The state’s draft plan does not separate the way it evaluates transfer schools from how it judges traditional high schools — but it does gives all high schools some wiggle room.

Instead of using on-time (four-year) graduation rates, the state allows six-year graduation rates in its draft plan. That might not be enough for transfer schools, though. The average six-year graduation rate for transfer schools is 46.7 percent.

If a school does not meet a six-year graduation rate of 67 percent, it will be identified as a school that needs improvement.

Can the state make an exception for transfer schools under the law?

The state says all high schools have to reach a 67 percent graduation rate. Based on information the state’s education department has received from the U.S. Department of Education, there is no exemption for transfer high schools, state officials said.

But advocates say the law offers more leeway. Under the regulations approved by former U.S. Education Secretary John King, schools that serve special populations — such as alternative schools — were permitted to use different metrics than traditional high schools.

Those regulations have been undone by Congress, but the fact that they existed before shows the law allows that flexibility, said Ian Rosenblum, executive director of EdTrust-NY.

“We believe that the state can and should propose a different methodology for identifying specialized schools, such as transfer schools,” Rosenblum said.

What will happen if transfer schools are identified for improvement?

At one point during the hearing, a transfer school advocate gestured to the crowd and declared that if this plan moves forward, all the transfer schools represented in the room would soon cease to exist.

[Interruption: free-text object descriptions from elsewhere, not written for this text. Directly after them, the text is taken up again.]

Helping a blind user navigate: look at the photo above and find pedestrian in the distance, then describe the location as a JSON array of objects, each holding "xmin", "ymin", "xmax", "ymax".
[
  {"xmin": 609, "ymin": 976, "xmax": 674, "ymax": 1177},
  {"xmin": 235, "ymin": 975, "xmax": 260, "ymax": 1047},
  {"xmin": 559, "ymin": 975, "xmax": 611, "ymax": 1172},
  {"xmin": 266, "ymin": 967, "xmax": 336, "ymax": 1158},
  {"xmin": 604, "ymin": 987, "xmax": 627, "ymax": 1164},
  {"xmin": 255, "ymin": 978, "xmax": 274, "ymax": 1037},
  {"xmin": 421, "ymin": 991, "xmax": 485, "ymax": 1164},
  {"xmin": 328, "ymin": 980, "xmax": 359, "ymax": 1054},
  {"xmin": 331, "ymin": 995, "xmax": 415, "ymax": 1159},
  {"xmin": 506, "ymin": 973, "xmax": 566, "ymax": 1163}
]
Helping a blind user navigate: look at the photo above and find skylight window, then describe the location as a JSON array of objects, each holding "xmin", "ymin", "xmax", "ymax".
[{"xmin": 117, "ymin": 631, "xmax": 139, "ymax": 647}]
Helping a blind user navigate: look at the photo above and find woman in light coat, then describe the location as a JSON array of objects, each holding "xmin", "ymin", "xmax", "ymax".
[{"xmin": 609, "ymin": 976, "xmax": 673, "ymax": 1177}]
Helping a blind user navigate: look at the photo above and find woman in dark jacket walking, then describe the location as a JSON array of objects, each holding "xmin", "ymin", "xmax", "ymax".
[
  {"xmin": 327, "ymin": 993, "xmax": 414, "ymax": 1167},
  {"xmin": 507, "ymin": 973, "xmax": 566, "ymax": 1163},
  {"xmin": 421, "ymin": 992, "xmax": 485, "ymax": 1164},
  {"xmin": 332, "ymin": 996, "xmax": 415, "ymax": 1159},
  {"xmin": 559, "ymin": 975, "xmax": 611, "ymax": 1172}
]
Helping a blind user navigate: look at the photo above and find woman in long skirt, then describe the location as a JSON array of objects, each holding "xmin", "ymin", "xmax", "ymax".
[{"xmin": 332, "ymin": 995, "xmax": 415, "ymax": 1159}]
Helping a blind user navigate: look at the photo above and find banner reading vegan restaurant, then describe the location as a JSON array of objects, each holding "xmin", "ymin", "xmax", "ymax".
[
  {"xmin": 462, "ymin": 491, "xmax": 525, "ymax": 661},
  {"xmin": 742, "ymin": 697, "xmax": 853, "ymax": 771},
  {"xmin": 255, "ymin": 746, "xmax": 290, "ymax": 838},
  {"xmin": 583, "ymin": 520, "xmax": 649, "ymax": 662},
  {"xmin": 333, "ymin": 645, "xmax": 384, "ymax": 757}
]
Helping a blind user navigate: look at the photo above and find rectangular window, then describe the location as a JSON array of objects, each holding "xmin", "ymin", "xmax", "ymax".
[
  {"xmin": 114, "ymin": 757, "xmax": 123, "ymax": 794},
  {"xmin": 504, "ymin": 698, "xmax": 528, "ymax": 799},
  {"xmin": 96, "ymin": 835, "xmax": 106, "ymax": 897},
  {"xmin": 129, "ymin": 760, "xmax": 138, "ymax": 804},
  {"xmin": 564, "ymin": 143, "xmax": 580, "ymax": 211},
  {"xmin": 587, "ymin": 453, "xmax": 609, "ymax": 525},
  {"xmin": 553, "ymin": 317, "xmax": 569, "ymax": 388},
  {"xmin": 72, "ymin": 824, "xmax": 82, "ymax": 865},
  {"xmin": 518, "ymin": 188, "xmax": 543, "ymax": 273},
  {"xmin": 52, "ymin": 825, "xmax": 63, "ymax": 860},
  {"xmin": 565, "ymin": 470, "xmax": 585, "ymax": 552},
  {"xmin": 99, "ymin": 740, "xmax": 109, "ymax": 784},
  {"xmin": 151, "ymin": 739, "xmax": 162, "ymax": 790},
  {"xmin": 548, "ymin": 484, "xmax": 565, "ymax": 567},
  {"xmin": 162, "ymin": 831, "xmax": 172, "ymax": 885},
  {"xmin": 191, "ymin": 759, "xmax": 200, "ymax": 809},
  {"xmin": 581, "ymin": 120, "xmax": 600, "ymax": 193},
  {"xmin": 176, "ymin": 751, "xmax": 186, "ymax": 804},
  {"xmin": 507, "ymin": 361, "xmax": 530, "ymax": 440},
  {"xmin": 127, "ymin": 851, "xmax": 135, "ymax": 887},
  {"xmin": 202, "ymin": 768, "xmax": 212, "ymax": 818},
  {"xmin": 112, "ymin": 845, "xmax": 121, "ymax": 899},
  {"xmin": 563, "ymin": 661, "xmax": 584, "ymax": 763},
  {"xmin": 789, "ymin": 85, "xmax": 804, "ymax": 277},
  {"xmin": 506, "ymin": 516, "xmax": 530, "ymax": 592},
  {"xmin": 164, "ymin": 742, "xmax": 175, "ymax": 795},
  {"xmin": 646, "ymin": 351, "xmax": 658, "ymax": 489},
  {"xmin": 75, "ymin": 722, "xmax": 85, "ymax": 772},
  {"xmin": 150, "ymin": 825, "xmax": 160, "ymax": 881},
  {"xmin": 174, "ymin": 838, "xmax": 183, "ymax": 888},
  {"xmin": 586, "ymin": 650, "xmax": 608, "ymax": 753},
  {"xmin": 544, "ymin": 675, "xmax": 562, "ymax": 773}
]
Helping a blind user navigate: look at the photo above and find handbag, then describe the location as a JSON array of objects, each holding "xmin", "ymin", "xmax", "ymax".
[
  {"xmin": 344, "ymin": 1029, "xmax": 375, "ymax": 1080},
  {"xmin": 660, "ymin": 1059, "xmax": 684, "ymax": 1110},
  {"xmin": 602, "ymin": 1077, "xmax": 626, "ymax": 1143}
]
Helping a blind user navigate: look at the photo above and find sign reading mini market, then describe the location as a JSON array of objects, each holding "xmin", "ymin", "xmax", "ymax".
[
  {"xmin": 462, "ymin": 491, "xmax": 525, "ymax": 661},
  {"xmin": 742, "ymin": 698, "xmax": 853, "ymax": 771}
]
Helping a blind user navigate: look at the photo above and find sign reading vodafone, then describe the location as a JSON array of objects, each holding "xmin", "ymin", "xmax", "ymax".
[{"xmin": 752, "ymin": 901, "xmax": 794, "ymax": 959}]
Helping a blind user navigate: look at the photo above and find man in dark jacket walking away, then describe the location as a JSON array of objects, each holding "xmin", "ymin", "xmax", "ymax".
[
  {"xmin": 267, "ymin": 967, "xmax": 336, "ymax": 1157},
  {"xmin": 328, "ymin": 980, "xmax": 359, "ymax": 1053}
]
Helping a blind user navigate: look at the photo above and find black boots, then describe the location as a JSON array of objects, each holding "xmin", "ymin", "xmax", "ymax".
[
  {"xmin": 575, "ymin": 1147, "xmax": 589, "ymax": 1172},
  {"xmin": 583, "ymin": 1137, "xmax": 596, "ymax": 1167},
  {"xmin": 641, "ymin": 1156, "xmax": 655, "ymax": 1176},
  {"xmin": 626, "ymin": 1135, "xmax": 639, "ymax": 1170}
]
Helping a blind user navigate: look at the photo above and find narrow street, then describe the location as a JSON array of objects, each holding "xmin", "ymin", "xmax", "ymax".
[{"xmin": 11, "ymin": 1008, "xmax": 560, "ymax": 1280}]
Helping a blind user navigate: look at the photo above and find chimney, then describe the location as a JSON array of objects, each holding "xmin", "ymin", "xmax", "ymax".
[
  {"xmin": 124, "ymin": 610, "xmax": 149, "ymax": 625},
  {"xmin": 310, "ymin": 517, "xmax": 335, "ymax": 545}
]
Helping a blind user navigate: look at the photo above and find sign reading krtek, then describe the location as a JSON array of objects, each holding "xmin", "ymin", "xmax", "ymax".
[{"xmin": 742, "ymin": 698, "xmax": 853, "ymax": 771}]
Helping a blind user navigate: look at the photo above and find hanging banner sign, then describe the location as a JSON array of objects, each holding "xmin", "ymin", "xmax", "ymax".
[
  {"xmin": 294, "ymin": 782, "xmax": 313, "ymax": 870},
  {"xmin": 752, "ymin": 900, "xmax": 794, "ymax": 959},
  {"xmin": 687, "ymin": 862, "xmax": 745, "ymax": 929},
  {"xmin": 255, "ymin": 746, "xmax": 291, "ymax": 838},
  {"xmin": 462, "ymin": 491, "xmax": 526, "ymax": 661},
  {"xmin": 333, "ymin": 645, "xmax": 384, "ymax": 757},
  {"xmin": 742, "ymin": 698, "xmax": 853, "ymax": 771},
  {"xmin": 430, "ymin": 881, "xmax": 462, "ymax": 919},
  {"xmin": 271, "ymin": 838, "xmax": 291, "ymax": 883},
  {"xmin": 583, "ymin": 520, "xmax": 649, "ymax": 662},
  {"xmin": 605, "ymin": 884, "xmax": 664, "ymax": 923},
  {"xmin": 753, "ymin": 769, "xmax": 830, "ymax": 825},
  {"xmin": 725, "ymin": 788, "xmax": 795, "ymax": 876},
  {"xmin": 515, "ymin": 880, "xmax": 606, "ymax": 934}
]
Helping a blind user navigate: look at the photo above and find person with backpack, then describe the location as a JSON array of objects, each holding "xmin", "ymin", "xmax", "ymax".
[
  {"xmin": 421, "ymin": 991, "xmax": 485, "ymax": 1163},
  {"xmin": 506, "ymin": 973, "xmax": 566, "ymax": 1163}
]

That is very unlikely to come to pass. Even if a school is identified as needing improvement, it would probably be several years before it could face any serious consequences under the new law, according to the state’s draft.

If a school is identified for Comprehensive School Improvement (CSI), it has three years to receive extra support and to implement an improvement plan. Then, it could be put into the state’s receivership program, which means it would likely have another two years to demonstrate improvement. If it does not demonstrate enough improvement, it risks being taken over by an outside receiver.

The state has already proven itself lenient in forcing an independent receiver on schools. So far, only one school in New York state has been threatened with takeover. According to state officials, once schools are in receivership, the state education commissioner has some flexibility in tracking their progress and determining whether schools should still be deemed struggling.

Still, any threat looms large for transfer schools, whose advocates say even if the worst-case scenario never plays out, they are still being rated by unfair metrics.

“We’re already working with kids who have been told repeatedly they are failures. Now we’re looking at a system where 90 percent of the [transfer] schools in the city will be looked at as failing schools,” Forsyth said. “I don’t think it’s really understanding the population we’re working with.”

State officials said they are aware of these concerns and will work to come up with a solution.